Posted by: RKKA | March 30, 2006 at 05:16 PM
RKKA:
'As W.J. Cash described in "The Mind of the South", low taxes on businesses, hostility to unions, and the resulting low wages, were central to the South's strategy for economic development.
'And the South has been our politically dominant region for several decades now. Is it any wonder that they brought their economic strategy with them?'
A most important argument, since Louis Uchitelle puzzles over the resignation of American labor.
Posted by: anne | March 30, 2006 at 05:28 PM
Then we could argue it is not the labor protective models of the Netherlands or Finland that are the problem for such ready moves by management to low cost producers, but the philosophy that accepts there is no other way. But, there are other ways as even Costco shows as opposed to Wal-Mart.
Posted by: anne | March 30, 2006 at 05:33 PM
http://www.calvorn.com/gallery/photo.php?photo=5461&u=185|13|...
Great Egret with Fish
New York City--Central Park, Turtle Pond.

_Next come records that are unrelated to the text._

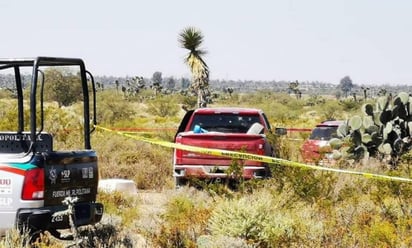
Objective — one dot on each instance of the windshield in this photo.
(323, 133)
(227, 123)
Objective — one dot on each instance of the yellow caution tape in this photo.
(254, 157)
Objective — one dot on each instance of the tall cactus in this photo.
(383, 132)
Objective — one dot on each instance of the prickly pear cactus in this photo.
(383, 132)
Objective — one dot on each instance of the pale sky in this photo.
(305, 40)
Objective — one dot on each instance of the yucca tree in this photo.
(191, 39)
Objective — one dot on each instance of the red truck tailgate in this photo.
(248, 143)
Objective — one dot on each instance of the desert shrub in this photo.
(261, 220)
(119, 204)
(113, 108)
(123, 157)
(163, 106)
(105, 235)
(184, 220)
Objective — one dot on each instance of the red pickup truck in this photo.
(234, 129)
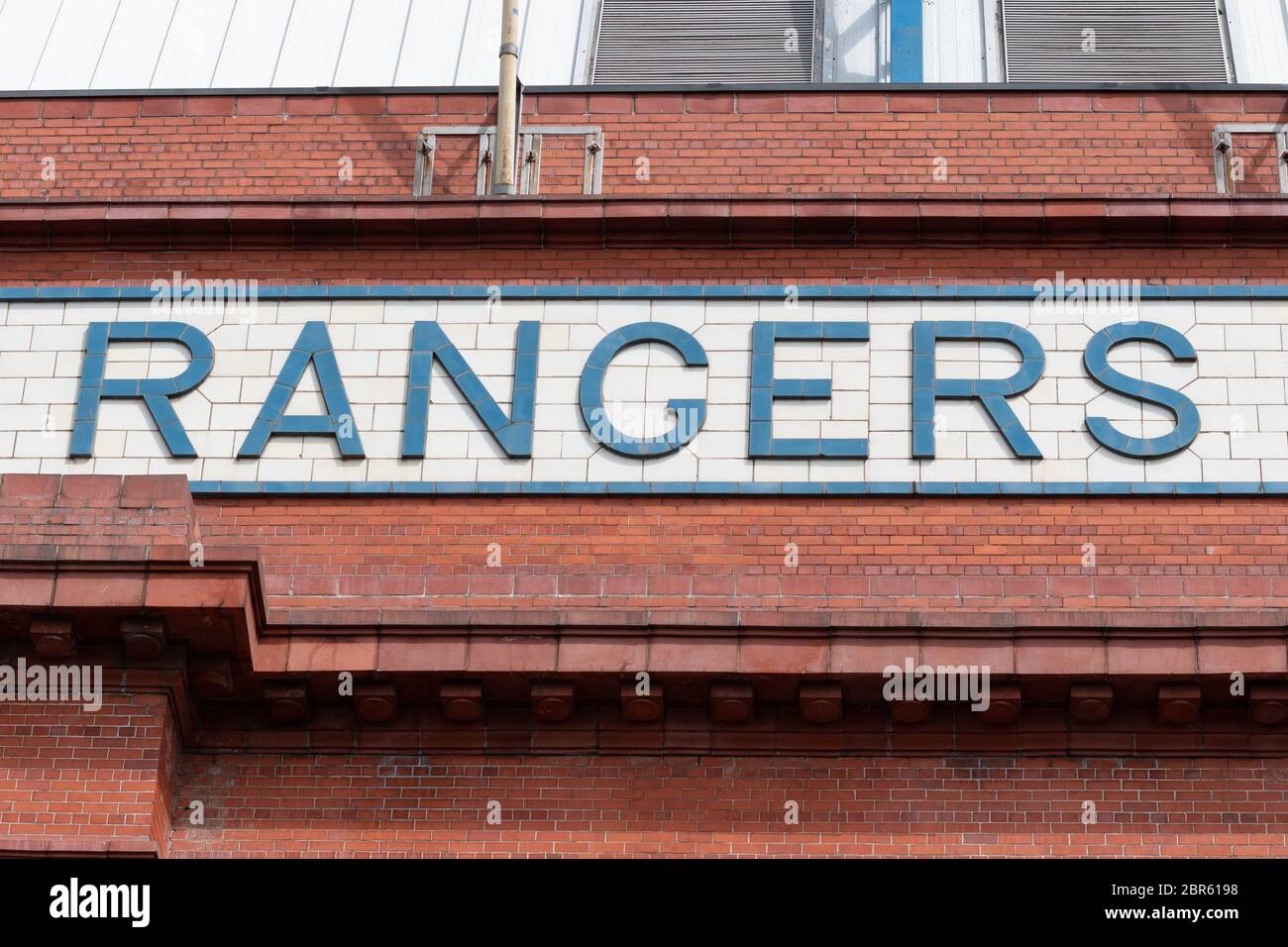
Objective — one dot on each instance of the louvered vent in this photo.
(688, 42)
(1129, 42)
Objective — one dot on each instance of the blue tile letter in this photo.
(514, 433)
(765, 389)
(992, 393)
(312, 347)
(691, 412)
(156, 393)
(1096, 359)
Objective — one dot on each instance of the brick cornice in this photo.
(623, 222)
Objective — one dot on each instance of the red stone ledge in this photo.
(623, 222)
(76, 847)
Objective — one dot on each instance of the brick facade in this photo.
(295, 590)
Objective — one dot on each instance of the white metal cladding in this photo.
(854, 46)
(681, 42)
(953, 42)
(1258, 39)
(1128, 40)
(59, 46)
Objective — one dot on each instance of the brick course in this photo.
(1003, 144)
(694, 806)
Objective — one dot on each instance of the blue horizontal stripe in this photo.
(747, 487)
(59, 294)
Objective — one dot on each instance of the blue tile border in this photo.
(739, 488)
(638, 292)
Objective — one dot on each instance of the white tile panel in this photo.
(134, 44)
(192, 44)
(1243, 403)
(25, 26)
(373, 44)
(75, 44)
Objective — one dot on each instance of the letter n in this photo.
(312, 347)
(514, 433)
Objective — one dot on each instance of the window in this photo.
(696, 42)
(1115, 40)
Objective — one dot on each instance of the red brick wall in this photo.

RKKA, an important comment indeed :)
Posted by: anne | March 30, 2006 at 05:37 PM
Matt
Fastow, Kozlowski, Lay, Skilling and others did not have the moral authority to exercise termination liberties afforded by employment-at-will.
You are not free to shoot an innocent person.
Maybe if you were terminated by some dishonest, incompetent sandbagger you would understand. How old are you anyways, and how much work experience do you have?
10-4
Posted by: anon | March 30, 2006 at 05:38 PM
'As W.J. Cash described in "The Mind of the South", low taxes on businesses, hostility to unions, and the resulting low wages, were central to the South's strategy for economic development.
And, it's the model for third countries everywhere.
Posted by: ken melvin | March 30, 2006 at 06:49 PM
RKKA
Excellent point. Its as if slavery is rising up again.